A week spent in the French ski resort of Morzine/Avoriaz had the potential to be ruined by the 3 day British Airways cabin crew strike, that commenced on the day we were due to return home. There has been so much in the media about the strike that I struggle to believe that passengers have not been in a position to make alternative arrangements.
BA seem to have the upper hand with communication and emergency planning working effectively. They contacted me by email 3 days in advance of my return flight to say it was cancelled, I then had the option of booking an alternative flight that was 1 hour earlier than the original schedule but operated by Jet2 rather than BA.
BA do of course fall down in short haul with their almost complete lack of customer care and service. It seems that rather than rising to the challenge of the Easyjet's and Ryan Air's they have rushed headfirst to meet their levels of service. This is most marked now in the amount of luggage you can check in, 1 bag no more than 23Kg. Now I only booked BA to Geneva in the first place because they used to allow sporting equipment as an extra bag with no charge. So ideal if you are taking ski's. No longer; extra money will change hands if you have more than one bag. Does that remind you of anyone?
I feel somewhat conflicted in that I want BA to improve levels of service but understand that the penny pinching on meals and baggage is all about making savings or generating extra income, which in this climate has to be a smart move. Yet as a passenger they are no different to any other cut price carrier; making these savings removes a portion of their competitive advantage which I suspect they will never regain.

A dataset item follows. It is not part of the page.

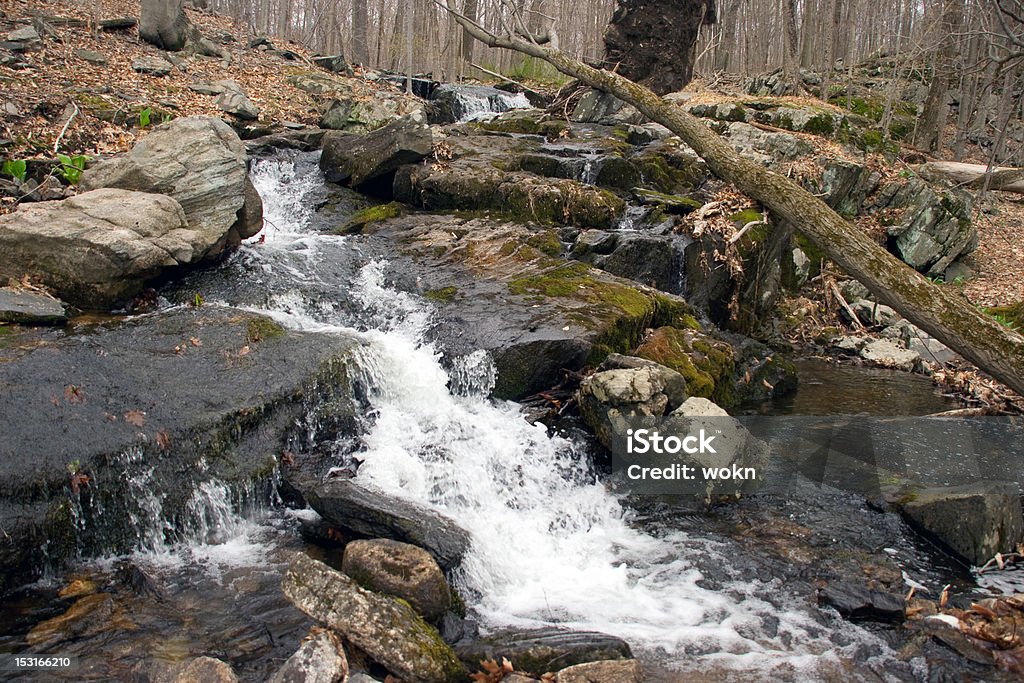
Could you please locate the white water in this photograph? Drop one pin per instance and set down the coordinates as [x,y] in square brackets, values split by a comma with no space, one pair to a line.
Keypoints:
[550,544]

As if to prove this rule the flight operated by Jet2 from Geneva to Heathrow on behalf of BA was excellent, certainly better than the BA flight in reverse a week earlier. More motivated, happier staff, friendly smiles and good customer care. I understand BA cabin crew are demotivated by change but just look what potential competitors are doing and wake up.
And the BA cabin crew's position is no different to workers in other industries where the economy has changed the fight from one of profit and expansion to raw survival. While it seems clear that Willy Walsh is busting for this fight with the union he has a much better arguement about the survival of a great company for the long term than the unions do about what seem like relatively minor changes to terms. Obviously there is more to it but I dont see very much public sympathy for the cabin crew. They're pretty well paid and other workers have unfortunately had to accept new realities in order to survive.
Just want also to say thanks to Henry and jess at our Chillipepper chalet in Les Prodains, Morzine for looking after us with some great food over the course of the week. I'm not sure I'd pay the money to go again but the chalet hosts were lovely.